Beginne damit, eine wandernde Drosophila-Larve mit einer langen, stumpfen Zange auszusuchen. Waschen Sie die Larve mit hämolymphähnlicher Kochsalzlösung und trocknen Sie sie dann mit einem Tuch ab. Als nächstes wird die Larve dorsal oder ventral auf einer Sezierschale unter dem Stereomikroskop positioniert.

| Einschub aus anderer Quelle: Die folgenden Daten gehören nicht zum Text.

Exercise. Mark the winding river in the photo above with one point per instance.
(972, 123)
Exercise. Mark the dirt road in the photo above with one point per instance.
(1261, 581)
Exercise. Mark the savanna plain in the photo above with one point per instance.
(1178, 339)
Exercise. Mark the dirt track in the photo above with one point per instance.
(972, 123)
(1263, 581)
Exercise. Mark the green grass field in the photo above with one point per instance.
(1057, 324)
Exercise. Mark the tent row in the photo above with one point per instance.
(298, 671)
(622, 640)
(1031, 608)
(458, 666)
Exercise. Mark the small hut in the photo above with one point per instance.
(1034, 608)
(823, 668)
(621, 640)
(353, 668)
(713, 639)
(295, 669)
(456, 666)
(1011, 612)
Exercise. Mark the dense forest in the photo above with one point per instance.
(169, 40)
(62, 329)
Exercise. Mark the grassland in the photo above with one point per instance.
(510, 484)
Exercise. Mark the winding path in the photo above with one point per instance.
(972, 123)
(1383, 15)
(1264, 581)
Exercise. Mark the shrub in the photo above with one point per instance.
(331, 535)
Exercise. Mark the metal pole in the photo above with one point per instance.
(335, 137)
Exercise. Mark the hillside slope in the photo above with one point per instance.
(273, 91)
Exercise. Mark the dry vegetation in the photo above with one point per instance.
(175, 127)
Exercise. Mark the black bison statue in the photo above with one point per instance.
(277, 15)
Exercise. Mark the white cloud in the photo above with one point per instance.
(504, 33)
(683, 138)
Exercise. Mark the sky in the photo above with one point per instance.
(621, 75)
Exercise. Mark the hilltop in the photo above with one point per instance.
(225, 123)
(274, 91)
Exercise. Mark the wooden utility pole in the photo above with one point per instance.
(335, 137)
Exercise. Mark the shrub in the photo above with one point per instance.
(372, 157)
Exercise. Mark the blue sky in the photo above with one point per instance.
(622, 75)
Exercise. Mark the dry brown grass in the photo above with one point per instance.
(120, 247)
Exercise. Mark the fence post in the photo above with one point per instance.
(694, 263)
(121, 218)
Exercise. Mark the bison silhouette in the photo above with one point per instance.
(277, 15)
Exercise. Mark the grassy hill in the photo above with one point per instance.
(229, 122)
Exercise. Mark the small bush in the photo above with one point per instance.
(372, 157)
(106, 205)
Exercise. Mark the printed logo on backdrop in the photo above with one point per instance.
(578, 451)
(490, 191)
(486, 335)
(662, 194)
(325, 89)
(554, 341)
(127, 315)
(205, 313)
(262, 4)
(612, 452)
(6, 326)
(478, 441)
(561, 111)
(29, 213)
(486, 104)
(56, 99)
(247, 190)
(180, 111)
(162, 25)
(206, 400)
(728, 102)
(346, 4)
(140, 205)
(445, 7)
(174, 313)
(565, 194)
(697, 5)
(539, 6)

Je nachdem, welches Gewebe beobachtet werden soll, entscheiden Sie sich für eine dorsale oder ventrale Dissektion. Stecken Sie die Maulhaken und den Schwanz der Larve fest, um eine verlängerte Position beizubehalten. Als nächstes fügen Sie einen Tropfen der hämolymphähnlichen Kochsalzlösung hinzu, um zu verhindern, dass die Larve austrocknet.
Machen Sie mit einer Präparierschere einen kleinen Querschnitt in der Nähe des hinteren Endes, ohne ihn vollständig zu durchtrennen. Fahren Sie mit dem Schnitt entlang der ventralen Mittellinie in Richtung des vorderen Endes fort. Stecken Sie nun jeweils vier Insektennadeln in die Ecken der Larve.
Nehmen Sie die notwendigen Anpassungen an den Insektenstiften vor, um die Dehnung der Larve zu maximieren. Verwenden Sie eine Pinzette, um die inneren Organe sanft zu entfernen und gleichzeitig Schäden an den Muskeln zu vermeiden. Um die Larve zu fixieren, tauchen Sie die Kadaver in 100 l 4%iges Paraformaldehyd, während sie noch auf der Sezierschale befestigt sind.
Danach demontieren Sie die Stifte. Anschließend wird die Probe in ein 2-ml-Mikrozentrifugenröhrchen überführt, das mit 0,2 % PBST gefüllt ist. Legen Sie das Röhrchen für 10 Minuten bei 15 U/min auf einen Shaker.